SEOUL -- Using a neuromodulator discovered from small octopuses which have the most intelligent and complex brain nervous system among invertebrates, South Korean researchers are pushing for the development of new bio drugs or health functional foods for the treatment of cognitive disorders or depression.
Experimental mice injected with the neuro control substance discovered in a genetic study on octopuses showed an improved cognitive function and a reduced depression behavior, the Ministry of Oceans and Fisheries said, adding a related patent application has been completed.

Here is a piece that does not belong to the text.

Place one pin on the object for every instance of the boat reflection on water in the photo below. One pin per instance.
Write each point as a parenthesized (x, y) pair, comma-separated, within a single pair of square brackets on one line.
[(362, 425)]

"This is the first time in the world that the neuromodulator of octopus has been found to be effective in mammals," the ministry said in a statement on Monday. Researchers would push for technology transfer by 2023 to develop new bio drugs or health functional foods for the treatment of cognitive disorders or depression after clinical tests.
As part of a state project to analyze genetic information on humans, animals and plants, the Marine Biodiversity Institute of Korea and the Korea Institute of Toxicology have pushed for the development of health care and renewable medical materials based on biological information on genomes of marine animals.
The institutes have successfully analyzed genetic information on the new substance discovered from octopuses that can navigate their way through mazes, solve problems quickly and remember those solutions, at least for the short term. The search would allow the development of various neuro regulators by artificially synthesizing the substance's analogs, the ministry said.
"We will continue to actively support related research in the marine and fisheries sectors, and excellent results will continue to be commercialized," Kim In-kyung, a ministry director, was quoted as saying. Various kinds of neuroregulators can be developed by artificially synthesizing analogs, the ministry said.